By Robert Lucke
If you have long dreamed of scaling the most magnificent of Glacier National Park's peaks, but for whatever reason, just can't, this story is for you.
By studying maps, getting a good pair of binoculars and reading a couple of books, you can look into areas of Glacier that are all but impossible for most folks to even get to.
First the books. A great book is the "Glacier Climbing" book by Gordon Edwards. It describes in great detail how to climb most of Glacier's peaks and what there is to see along the way. It is also good to get a copy of the Glacier National Park place name book. That book is a great guide to pointing out things that are not usually known. For instance, in the Big Prairie up the North Fork of the Flathead, there used to be a town called Havreville because so many people from Havre had built cabins in that one spot. Probably nowhere but in that book can one find information like that these days.
So study the books, and see where you would like to go if you could go anywhere in the park that you wanted.
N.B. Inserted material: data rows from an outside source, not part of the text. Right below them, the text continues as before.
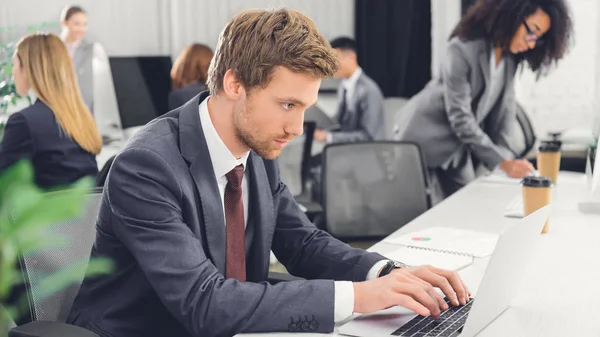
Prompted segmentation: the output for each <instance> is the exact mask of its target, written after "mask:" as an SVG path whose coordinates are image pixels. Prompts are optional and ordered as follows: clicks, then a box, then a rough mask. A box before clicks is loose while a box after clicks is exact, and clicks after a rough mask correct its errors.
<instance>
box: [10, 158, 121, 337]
mask: <svg viewBox="0 0 600 337" xmlns="http://www.w3.org/2000/svg"><path fill="white" fill-rule="evenodd" d="M92 186H93V181H92V179H91V178H84V179H81V180H79V181H78V182H76V183H74V184H72V185H71V186H69V187H67V188H66V190H67V191H66V192H68V193H65V195H66V197H62V194H61V197H60V198H48V197H47V194H46V193H47V191H44V190H41V189H40V188H38V187H37V185H36V184H35V182H34V173H33V168H32V165H31V163H30V162H29V161H26V160H23V161H20V162H18V163H17V164H15V165H13V166H12V167H10V168H8V169H7V170H5V171H4V172H2V173H1V174H0V336H6V335H7V332H8V330H9V328H10V322H11V319H16V317H18V316H19V315H20V314H22V312H19V309H18V306H12V307H11V306H8V305H7V303H6V299H7V297H8V296H9V294H10V291H11V289H13V287H14V286H16V285H18V284H20V283H22V282H23V280H22V279H21V277H20V275H21V271H20V270H19V269H18V268H17V262H18V256H19V255H21V254H23V255H26V254H31V253H35V252H40V251H43V250H46V249H50V248H54V247H57V246H60V245H66V244H67V243H68V242H67V241H66V240H67V238H65V237H63V236H61V235H56V234H53V235H49V234H48V233H50V231H48V229H50V228H51V227H52V226H55V225H56V224H57V223H61V222H63V221H65V220H70V219H73V218H76V217H78V216H79V215H80V214H82V211H83V209H84V206H85V203H86V196H87V195H89V192H90V190H91V188H92ZM85 262H86V261H82V263H76V264H74V265H72V266H69V267H67V268H65V269H62V270H60V271H56V272H54V273H52V274H50V275H46V276H45V277H44V279H43V281H44V282H41V283H39V284H40V285H41V286H40V287H41V288H43V289H41V291H42V292H43V293H44V294H47V296H50V295H52V293H53V292H56V291H58V290H61V289H63V288H64V287H67V286H69V285H70V284H72V283H74V282H77V281H81V275H86V277H87V276H92V275H98V274H103V273H107V272H110V271H111V270H112V267H113V266H112V263H111V261H109V260H106V259H94V260H91V261H89V263H85ZM23 300H25V301H26V298H24V299H23ZM17 303H24V302H23V301H17ZM25 303H26V302H25ZM2 308H3V309H2Z"/></svg>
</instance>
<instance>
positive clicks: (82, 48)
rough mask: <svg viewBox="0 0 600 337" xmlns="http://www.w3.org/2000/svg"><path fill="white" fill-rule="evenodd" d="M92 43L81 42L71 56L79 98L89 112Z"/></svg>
mask: <svg viewBox="0 0 600 337" xmlns="http://www.w3.org/2000/svg"><path fill="white" fill-rule="evenodd" d="M93 59H94V43H92V42H89V41H87V40H85V39H83V40H81V42H80V43H79V46H78V47H77V49H76V50H75V53H74V54H73V66H74V67H75V73H76V74H77V82H78V84H79V90H80V91H81V98H83V102H84V103H85V105H87V107H88V108H89V109H90V111H93V110H94V68H93Z"/></svg>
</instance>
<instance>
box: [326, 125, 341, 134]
mask: <svg viewBox="0 0 600 337" xmlns="http://www.w3.org/2000/svg"><path fill="white" fill-rule="evenodd" d="M325 130H326V131H330V132H335V131H341V130H342V126H341V125H340V124H335V125H332V126H330V127H328V128H327V129H325Z"/></svg>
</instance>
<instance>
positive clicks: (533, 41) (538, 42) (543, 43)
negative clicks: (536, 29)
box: [523, 20, 544, 48]
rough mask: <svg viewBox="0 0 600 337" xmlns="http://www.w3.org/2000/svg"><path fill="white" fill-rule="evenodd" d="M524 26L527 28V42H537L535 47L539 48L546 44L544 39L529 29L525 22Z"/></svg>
mask: <svg viewBox="0 0 600 337" xmlns="http://www.w3.org/2000/svg"><path fill="white" fill-rule="evenodd" d="M523 26H525V30H527V34H526V35H525V41H526V42H535V47H536V48H537V47H539V46H541V45H543V44H544V39H543V37H541V36H537V35H536V34H535V33H534V32H533V30H531V28H530V27H529V25H528V24H527V22H526V21H525V20H523Z"/></svg>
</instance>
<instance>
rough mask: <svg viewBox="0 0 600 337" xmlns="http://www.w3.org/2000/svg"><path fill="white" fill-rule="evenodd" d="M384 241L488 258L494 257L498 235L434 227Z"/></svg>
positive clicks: (391, 238)
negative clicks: (494, 249)
mask: <svg viewBox="0 0 600 337" xmlns="http://www.w3.org/2000/svg"><path fill="white" fill-rule="evenodd" d="M384 241H386V242H388V243H392V244H397V245H402V246H406V247H414V248H420V249H424V250H432V251H438V252H447V253H450V254H457V255H468V256H473V257H486V256H490V255H492V253H493V252H494V248H495V247H496V243H497V241H498V235H496V234H489V233H481V232H475V231H468V230H463V229H455V228H445V227H433V228H428V229H424V230H422V231H418V232H414V233H409V234H405V235H402V236H399V237H391V238H386V239H385V240H384Z"/></svg>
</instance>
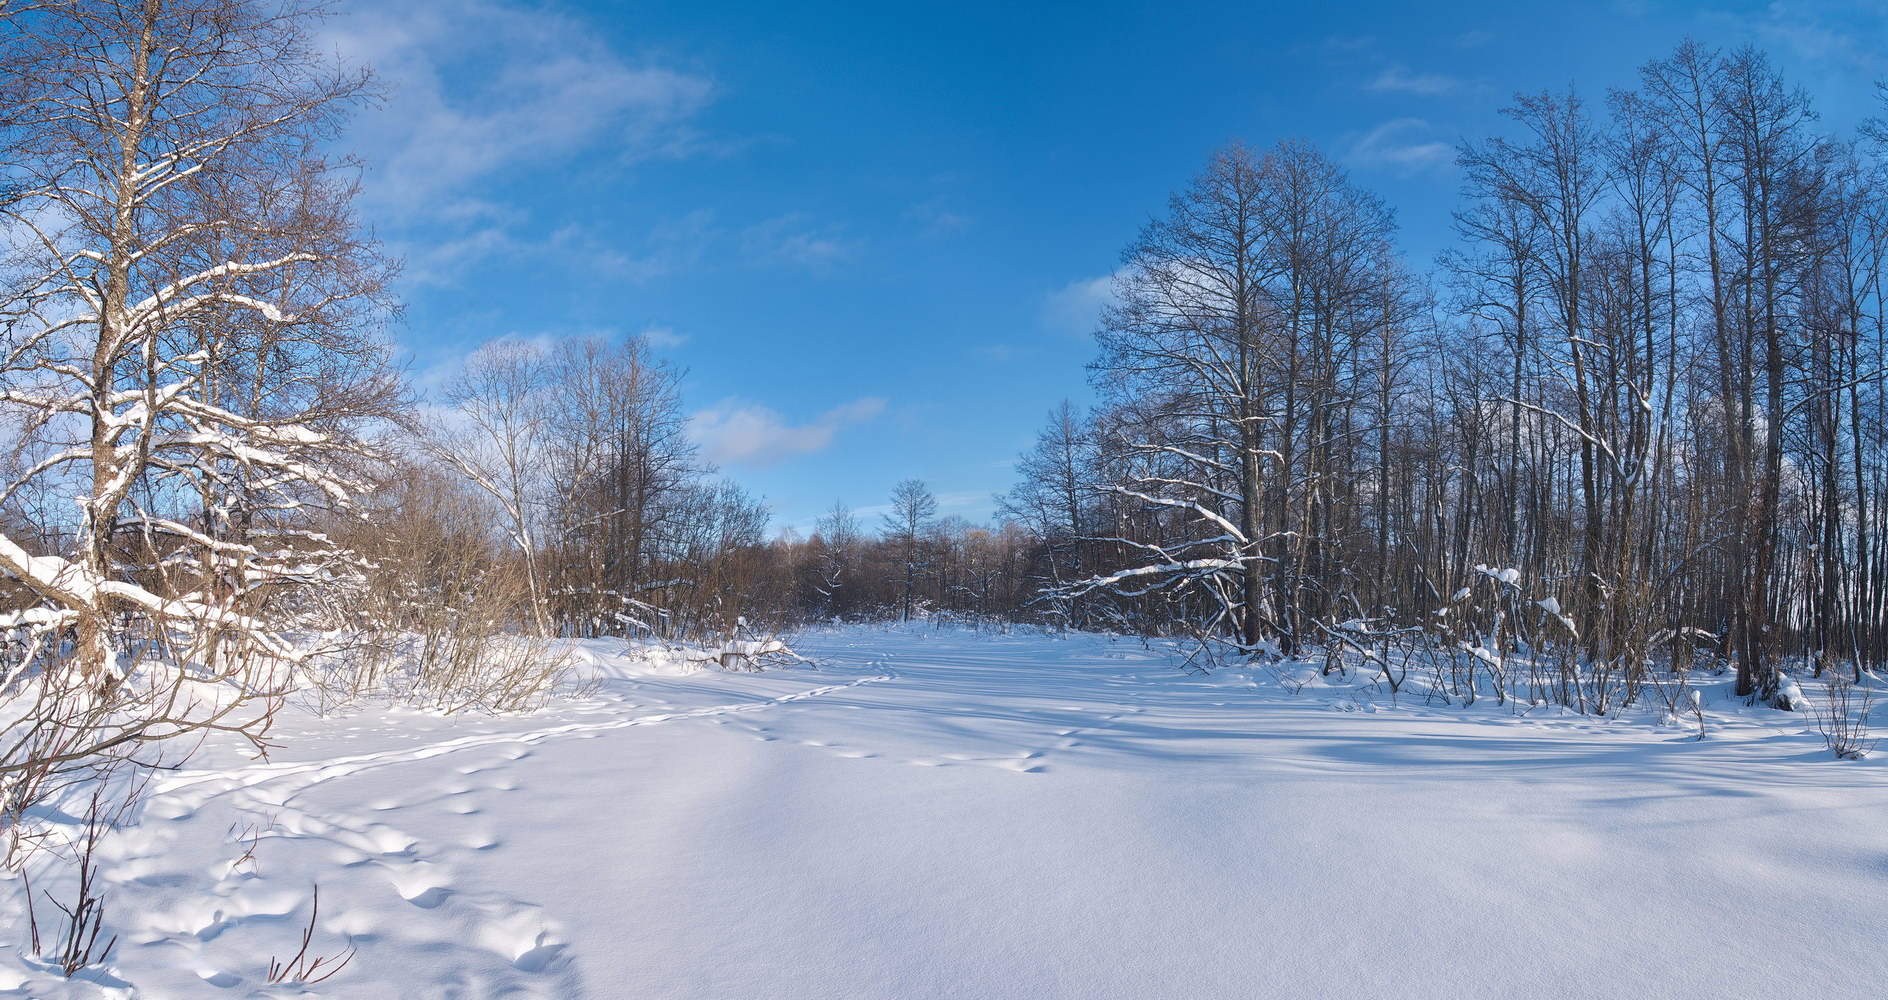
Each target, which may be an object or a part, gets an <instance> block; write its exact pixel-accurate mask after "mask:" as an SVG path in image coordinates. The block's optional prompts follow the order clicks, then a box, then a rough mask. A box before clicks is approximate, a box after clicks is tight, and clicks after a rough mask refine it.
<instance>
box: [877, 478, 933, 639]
mask: <svg viewBox="0 0 1888 1000" xmlns="http://www.w3.org/2000/svg"><path fill="white" fill-rule="evenodd" d="M936 513H938V500H936V496H933V494H931V487H925V481H923V479H904V481H902V483H899V485H897V487H893V489H891V509H889V511H885V515H884V526H885V540H887V542H891V547H893V551H895V555H897V560H899V566H901V568H902V570H904V591H902V596H901V602H899V619H901V621H912V596H914V592H916V591H918V574H919V572H921V570H923V568H925V566H927V564H929V560H927V558H925V555H927V551H925V549H927V543H925V532H927V530H929V528H931V519H933V517H936Z"/></svg>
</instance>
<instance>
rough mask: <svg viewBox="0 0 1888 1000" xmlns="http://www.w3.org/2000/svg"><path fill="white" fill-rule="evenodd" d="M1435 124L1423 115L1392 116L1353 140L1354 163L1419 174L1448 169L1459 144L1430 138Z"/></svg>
mask: <svg viewBox="0 0 1888 1000" xmlns="http://www.w3.org/2000/svg"><path fill="white" fill-rule="evenodd" d="M1433 134H1435V128H1433V126H1431V125H1429V123H1427V121H1424V119H1391V121H1386V123H1382V125H1378V126H1376V128H1371V130H1369V132H1365V134H1361V136H1357V138H1354V140H1352V142H1350V151H1348V153H1346V157H1344V158H1346V160H1348V162H1350V164H1352V166H1361V168H1380V170H1393V172H1397V174H1420V172H1427V170H1446V168H1450V164H1454V162H1456V147H1454V145H1452V143H1446V142H1442V140H1437V138H1431V136H1433Z"/></svg>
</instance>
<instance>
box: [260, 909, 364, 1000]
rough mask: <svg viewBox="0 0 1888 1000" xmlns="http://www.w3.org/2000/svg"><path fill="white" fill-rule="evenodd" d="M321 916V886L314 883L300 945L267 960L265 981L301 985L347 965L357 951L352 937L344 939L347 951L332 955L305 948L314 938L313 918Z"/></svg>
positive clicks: (309, 947)
mask: <svg viewBox="0 0 1888 1000" xmlns="http://www.w3.org/2000/svg"><path fill="white" fill-rule="evenodd" d="M319 917H321V887H319V885H317V887H315V900H313V906H312V908H310V909H308V926H304V928H302V947H300V949H298V951H296V953H295V955H291V957H287V958H270V960H268V981H270V983H295V985H302V987H312V985H315V983H321V981H323V979H329V977H332V975H334V974H336V972H340V970H344V968H347V962H351V960H353V957H355V955H357V953H359V951H361V949H359V947H355V943H353V940H349V942H347V951H342V953H336V955H310V953H308V949H310V945H313V942H315V921H317V919H319Z"/></svg>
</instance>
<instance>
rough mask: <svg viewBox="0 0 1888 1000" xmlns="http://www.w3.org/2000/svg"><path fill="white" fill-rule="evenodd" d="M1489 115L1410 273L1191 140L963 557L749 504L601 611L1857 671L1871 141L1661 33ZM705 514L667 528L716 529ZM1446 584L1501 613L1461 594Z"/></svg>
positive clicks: (1626, 666) (1870, 190)
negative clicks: (1033, 436) (623, 610)
mask: <svg viewBox="0 0 1888 1000" xmlns="http://www.w3.org/2000/svg"><path fill="white" fill-rule="evenodd" d="M1501 113H1503V117H1505V126H1503V128H1501V134H1499V136H1492V138H1484V140H1471V142H1465V143H1461V147H1459V151H1458V164H1459V168H1461V177H1463V191H1461V204H1459V208H1458V211H1456V215H1454V226H1456V236H1458V240H1456V247H1454V249H1452V251H1448V253H1446V255H1442V257H1441V260H1439V262H1437V266H1435V268H1431V270H1427V272H1418V270H1416V268H1412V264H1410V262H1408V260H1407V258H1405V257H1403V255H1401V253H1399V249H1397V243H1395V217H1393V211H1391V208H1390V206H1386V204H1384V202H1382V200H1380V198H1376V196H1374V194H1371V192H1369V191H1365V189H1361V187H1359V185H1357V183H1354V181H1352V179H1350V177H1348V175H1346V172H1344V170H1342V166H1340V164H1337V162H1335V160H1333V158H1329V157H1327V155H1323V153H1322V151H1318V149H1316V147H1314V145H1310V143H1305V142H1282V143H1276V145H1271V147H1252V145H1244V143H1231V145H1227V147H1223V149H1220V151H1216V153H1214V155H1212V157H1210V158H1208V162H1206V166H1205V168H1203V170H1201V174H1199V175H1195V177H1193V179H1191V183H1188V185H1186V187H1184V189H1182V191H1178V192H1176V194H1174V196H1172V198H1171V202H1169V206H1167V211H1165V213H1163V215H1161V217H1157V219H1154V221H1152V223H1148V225H1146V228H1144V230H1142V232H1140V234H1138V236H1137V238H1135V240H1133V242H1131V243H1129V245H1127V249H1125V251H1123V257H1121V266H1120V270H1118V272H1116V277H1114V298H1116V302H1114V306H1112V308H1108V309H1106V311H1104V315H1103V319H1101V325H1099V330H1097V343H1099V353H1097V358H1095V362H1093V364H1091V379H1093V385H1095V389H1097V394H1099V400H1101V402H1099V406H1095V408H1093V409H1089V411H1082V409H1076V408H1072V406H1069V404H1063V406H1061V408H1057V409H1055V411H1054V413H1050V419H1048V425H1046V426H1044V428H1042V432H1040V436H1038V442H1037V445H1035V447H1033V449H1031V451H1029V453H1027V455H1023V457H1021V460H1020V464H1018V472H1020V483H1018V485H1016V487H1014V489H1012V491H1010V492H1008V494H1006V496H1003V498H999V523H1001V525H1003V526H1001V528H982V526H972V525H963V523H961V521H938V519H936V517H935V509H931V508H927V506H925V504H921V502H914V491H916V492H921V483H906V485H901V487H899V491H897V496H893V498H891V504H889V509H891V511H893V513H891V515H885V517H882V519H878V521H880V523H872V521H863V523H861V519H857V517H853V515H850V511H846V509H844V508H838V509H834V511H831V513H829V515H827V517H823V519H821V521H819V525H818V528H816V530H814V532H812V534H810V536H808V538H804V540H801V538H782V540H772V542H759V521H761V517H759V513H755V515H753V519H751V521H750V523H751V525H755V530H753V532H751V534H750V538H746V540H736V538H734V536H729V534H723V536H719V545H721V547H719V549H717V551H719V553H723V555H721V557H719V560H706V562H704V560H702V558H699V557H695V555H687V553H689V551H691V549H689V547H687V545H682V547H680V549H676V551H674V553H672V555H668V557H657V558H655V562H653V564H651V572H653V575H649V577H646V581H642V583H631V591H621V589H619V587H617V585H615V583H612V587H617V591H614V592H617V594H619V600H621V598H623V594H631V592H634V594H644V592H649V594H659V598H661V600H657V602H655V604H661V606H663V608H668V609H670V611H672V613H674V609H680V608H691V609H695V611H691V613H695V615H697V617H702V615H708V613H706V611H704V609H702V608H704V606H706V604H714V606H719V608H723V609H727V611H734V613H746V615H750V617H757V619H768V621H799V619H806V617H823V615H857V613H874V611H876V613H897V615H908V613H910V611H912V609H914V608H918V609H927V611H967V613H982V615H1008V617H1025V619H1037V621H1057V623H1067V625H1074V626H1099V628H1125V630H1144V632H1169V634H1191V636H1197V638H1201V640H1203V642H1208V643H1216V645H1218V647H1222V649H1223V651H1227V653H1235V655H1244V653H1257V651H1273V653H1284V655H1297V653H1303V651H1306V649H1312V647H1320V649H1322V647H1327V645H1331V643H1339V645H1342V643H1359V642H1361V643H1365V645H1367V643H1369V642H1374V640H1382V638H1386V636H1408V634H1414V632H1420V634H1424V636H1429V638H1446V640H1448V642H1456V638H1459V636H1458V634H1463V632H1465V634H1480V632H1488V630H1490V628H1497V626H1501V621H1503V619H1505V621H1507V628H1510V630H1514V628H1520V623H1516V621H1514V619H1516V615H1531V617H1533V619H1537V621H1535V623H1533V628H1535V630H1537V632H1539V636H1541V638H1548V636H1552V640H1554V642H1556V643H1559V645H1563V647H1567V649H1569V655H1573V657H1576V658H1578V660H1582V662H1590V664H1612V666H1618V668H1629V666H1631V664H1646V662H1654V660H1658V662H1677V664H1682V662H1688V660H1692V658H1695V657H1707V658H1714V660H1716V662H1726V664H1735V668H1737V672H1739V692H1741V694H1754V696H1760V698H1777V696H1778V683H1780V675H1778V670H1777V668H1778V664H1782V662H1790V660H1795V662H1807V664H1811V666H1812V670H1814V672H1816V674H1820V672H1822V670H1826V668H1831V666H1835V664H1841V668H1843V670H1845V672H1860V670H1863V668H1865V666H1873V664H1880V662H1882V658H1884V657H1888V619H1884V609H1888V608H1884V602H1888V543H1884V536H1888V517H1884V511H1888V425H1884V394H1882V391H1884V377H1882V375H1884V364H1888V355H1884V347H1888V330H1884V315H1888V313H1884V306H1888V300H1884V291H1888V289H1884V275H1882V257H1884V251H1888V198H1884V196H1882V183H1884V166H1888V158H1884V153H1888V149H1884V143H1888V134H1884V130H1882V126H1880V123H1879V121H1875V123H1867V125H1863V128H1862V132H1860V134H1858V136H1848V138H1843V136H1831V134H1828V132H1826V130H1822V128H1820V125H1818V119H1816V113H1814V108H1812V104H1811V98H1809V94H1805V92H1803V91H1801V89H1797V87H1794V85H1792V83H1790V81H1786V79H1784V77H1782V75H1780V74H1778V72H1777V70H1775V66H1773V64H1771V62H1769V58H1767V57H1765V55H1763V53H1762V51H1758V49H1750V47H1745V49H1735V51H1714V49H1707V47H1703V45H1699V43H1694V42H1686V43H1682V45H1678V47H1677V49H1675V51H1673V53H1669V55H1667V57H1661V58H1656V60H1652V62H1646V64H1644V66H1643V70H1641V77H1639V85H1637V87H1635V89H1620V91H1609V92H1607V94H1605V96H1603V98H1601V100H1592V98H1588V96H1582V94H1578V92H1575V91H1567V92H1539V94H1518V96H1516V98H1514V102H1512V106H1510V108H1507V109H1503V111H1501ZM634 351H640V349H638V347H631V353H634ZM561 381H568V379H561ZM670 421H676V423H678V421H680V417H678V415H674V413H672V415H670ZM672 440H676V442H680V434H676V436H672ZM657 464H661V462H657ZM563 481H566V483H576V481H580V477H574V475H566V477H563ZM676 496H678V498H685V496H687V494H683V492H676ZM704 496H706V494H704ZM714 496H716V498H717V500H716V502H714V504H702V502H689V509H691V511H697V513H695V515H676V517H674V523H676V525H678V526H680V525H725V523H729V513H731V511H734V509H742V504H748V500H742V498H740V494H738V492H736V491H725V492H716V494H714ZM746 509H750V511H751V509H755V508H746ZM702 511H706V517H702V515H700V513H702ZM736 521H738V519H736ZM527 534H529V532H527ZM553 534H555V532H553ZM565 538H591V536H589V534H585V532H576V534H570V532H566V534H565ZM710 549H714V545H710ZM700 551H708V549H700ZM729 558H733V562H727V560H729ZM591 562H595V558H593V560H591ZM657 564H659V566H661V568H655V566H657ZM708 566H712V570H704V572H697V570H700V568H708ZM623 581H625V583H627V581H631V577H623ZM1484 581H1493V583H1495V585H1499V587H1497V589H1505V591H1503V592H1505V596H1503V594H1495V596H1493V598H1486V600H1484V598H1478V596H1476V589H1478V587H1480V585H1482V583H1484ZM604 591H610V587H604V589H589V591H582V592H585V594H595V592H604ZM1512 598H1526V600H1522V602H1520V604H1514V600H1512ZM638 600H640V598H638ZM704 602H706V604H704ZM1505 602H1507V604H1505ZM1503 606H1514V608H1526V609H1527V611H1501V608H1503ZM598 611H600V609H591V611H582V613H580V615H578V617H580V619H583V621H598V623H600V621H602V619H600V617H597V615H598ZM727 611H723V615H725V613H727ZM585 615H587V617H585ZM708 617H712V615H708ZM563 625H565V626H572V625H578V621H576V619H568V621H565V623H563ZM1550 626H1552V628H1550Z"/></svg>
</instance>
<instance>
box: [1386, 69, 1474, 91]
mask: <svg viewBox="0 0 1888 1000" xmlns="http://www.w3.org/2000/svg"><path fill="white" fill-rule="evenodd" d="M1363 89H1365V91H1390V92H1403V94H1422V96H1448V94H1459V92H1463V91H1469V89H1471V87H1469V83H1467V81H1463V79H1458V77H1452V75H1446V74H1416V72H1410V70H1408V66H1401V64H1393V66H1386V68H1384V72H1380V74H1376V79H1373V81H1369V83H1365V85H1363Z"/></svg>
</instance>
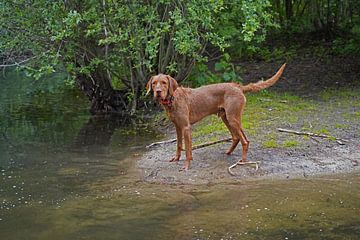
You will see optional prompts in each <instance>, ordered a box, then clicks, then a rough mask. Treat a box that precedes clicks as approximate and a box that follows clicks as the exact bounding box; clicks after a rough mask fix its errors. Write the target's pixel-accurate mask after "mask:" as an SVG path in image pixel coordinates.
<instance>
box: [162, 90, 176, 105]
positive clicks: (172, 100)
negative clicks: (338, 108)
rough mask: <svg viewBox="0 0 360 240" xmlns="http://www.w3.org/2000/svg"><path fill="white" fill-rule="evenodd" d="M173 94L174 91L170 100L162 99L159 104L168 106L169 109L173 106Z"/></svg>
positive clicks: (173, 98) (174, 91)
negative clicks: (170, 107) (168, 106)
mask: <svg viewBox="0 0 360 240" xmlns="http://www.w3.org/2000/svg"><path fill="white" fill-rule="evenodd" d="M175 93H176V90H175V91H174V93H173V95H171V97H170V98H168V99H164V100H162V99H161V100H160V103H161V104H162V105H165V106H169V107H170V106H171V105H172V104H173V102H174V99H175Z"/></svg>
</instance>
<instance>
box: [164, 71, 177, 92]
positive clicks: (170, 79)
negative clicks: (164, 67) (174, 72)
mask: <svg viewBox="0 0 360 240" xmlns="http://www.w3.org/2000/svg"><path fill="white" fill-rule="evenodd" d="M166 78H167V79H168V80H169V93H170V95H171V96H172V95H174V92H175V90H176V89H177V88H178V86H179V85H178V83H177V81H176V80H175V79H174V78H172V77H171V76H169V75H167V76H166Z"/></svg>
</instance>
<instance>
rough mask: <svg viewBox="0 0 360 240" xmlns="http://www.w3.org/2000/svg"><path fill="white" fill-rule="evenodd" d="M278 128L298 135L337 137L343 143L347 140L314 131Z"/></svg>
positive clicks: (341, 142) (286, 132) (307, 135)
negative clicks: (303, 130) (312, 132)
mask: <svg viewBox="0 0 360 240" xmlns="http://www.w3.org/2000/svg"><path fill="white" fill-rule="evenodd" d="M277 130H278V131H279V132H286V133H293V134H296V135H305V136H310V137H320V138H329V139H335V140H337V142H338V143H339V144H343V143H342V142H347V140H345V139H341V138H337V137H334V136H330V135H326V134H317V133H312V132H300V131H295V130H289V129H284V128H278V129H277Z"/></svg>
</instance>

Maybe you have always wanted to visit Sperry Chalet and Glacier. Even though you might not ever be able to do that, you can stand at Apgar and look right straight into the basin that holds Sperry. Add your binoculars to the mix and all of a sudden Mount Edwards and the land between Mount Brown and Gunsight Mountain become as clear as if you were standing right there. Continue looking during the day as the sun changes on the mountains and the scene continuously changes, too. With bright sunshine, Mount Reynolds, Bear Hat and the Dragon's Tail can be seen in that picture, as well. And the trail to get into this beautiful bowl following up Snyder Creek from the Lake McDonald Lodge almost can be seen.
Or read Edwards' description of the 4,000-foot cliff on the north side of Mount Siyeh and you will want to see it. Go up the Many Glacier road past Lake Sherburne and there it is, and not only that, there is the huge bowl that Cracker Lake lies in directly below the cliff. Read of the technical climb up the cliff to the top of Mount Siyeh and you will be glad that you are climbing Glacier's peaks vicariously.
Read about the enormously difficult climb to the top of Mount Saint Nicholas in Glacier and then, while looking at that enormous Matterhorn in the Middle Fork region, remember that Havre resident Conrad Wellen climbed that beautiful peak first. Wellen was a long-time minister at the Presbyterian Church in Havre and has a Bear Paw peak named for him.
You can visit some intriguing places, such as Shangri la, Floral Park, and Virginia Falls and the hanging garden above, along with the hanging garden above Bird Woman Falls that same way.
All it takes is your map, some reading, and some good binoculars, and Glacier National Park will never look the same again.